Di menit awal, kita akan bertanya-tanya mengapa judulnya Universal Language. Setelah menonton hingga menit akhir, barulah kita paham mengapa kita perlu bersiap baik dan tulus. Itulah bahasa paling umum yang mudah dipahami manusia manapun.

Aktor Matthew Rankin merangkap jabatan sebagai pemain, produser, sutradara, bahkan turut menulis naskah. Universal Language adalah fantasi “liar” dengan latar realitas alternatif di mana bahasa Persia dominan di Kanada, berdampingan dengan bahasa Prancis.

Jadi, jangan kaget jika sepanjang film, kita tak familier dengan kata-kata yang digunakan para tokoh. Kadang, bukan itu poin utama film ini.
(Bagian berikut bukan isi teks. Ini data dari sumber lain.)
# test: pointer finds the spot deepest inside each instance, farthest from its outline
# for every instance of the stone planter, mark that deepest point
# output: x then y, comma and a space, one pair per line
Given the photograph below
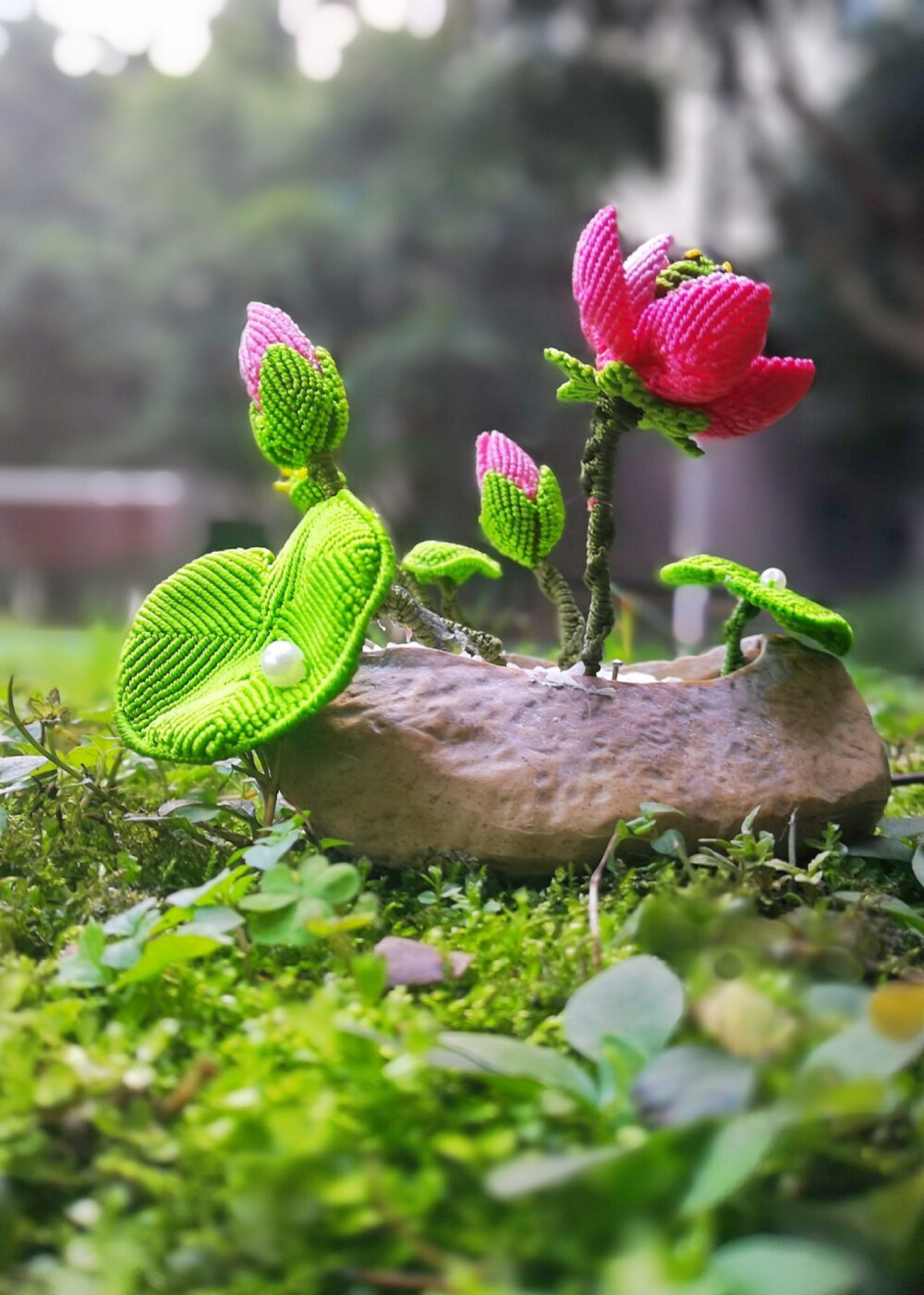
427, 751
Inilah review film Universal Language, yang dibintangi Rojina Esmaeili dan Saba Vahedyousefi

 


Tentang Negin dan Nazgol

Salah satu adegan film Universal Language. (Foto: Dok. Metafilms)

Dalam dunia Universal Language, Negin (Rojina Esmaeili) dan Nazgol (Saba Vahedyousefi) awalnya tidak berhubungan. Negin adalah bocah perempuan dengan cita-cita jadi diplomat. Suatu hari, Negin dan teman sekelasnya dihukum masuk ke lemari dan berdiri di sana.

Hari itu, terjadi insiden menyesakkan dada. Omid (Sobhan Javadi) tak bisa melihat tulisan di papan tulis gara-gara kacamatanya hilang. Kacamata itu nyangkut di kaki ayam kalkun yang kabur. Kini, Negin dan Nazgol berupaya membantu Omid beroleh kacamata baru.

Caranya? Dengan mencongkel uang kertas yang ada di dalam sebongkah es. Dalam upaya mencari alat congkel, mereka berpapasan dengan Massoud (Pirouz Nemati). Massoud menyarankan Negin dan Nazgol pinjam kapak. Massoud janji menjaga lokasi uang berada.

Setelah setengah mati mencari kapak, Negin syok mendapati es dan uang kertas itu telah raib. Di sudut kota lain, ada Matthew (Rankin), yang memilih berhenti dari pekerjaannya dan mudik ke Winnipeg untuk mengunjungi ibunda.


Keping-Keping Puzzle

Salah satu adegan film Universal Language. (Foto: Dok. Metafilms)

Para paruh awal, para tokoh dalam Universal Language seperti keping-keping puzzle yang tercerai berai. Tak punya koneksi selain kesamaan bahasa dan budaya. Hidup mereka punya cerita dan masalah sendiri yang mesti diperjuangkan.

Lanjut Baca:

Negin dan Nazgol dengan niat baik membantu teman yang kehilangan kacamata. Massoud jungkir balik jadi pemandu wisata sementara para turis yang dipandu ngomel melulu. Ada lagi Matthew luntang-lantung melacak keberadaan ibunda.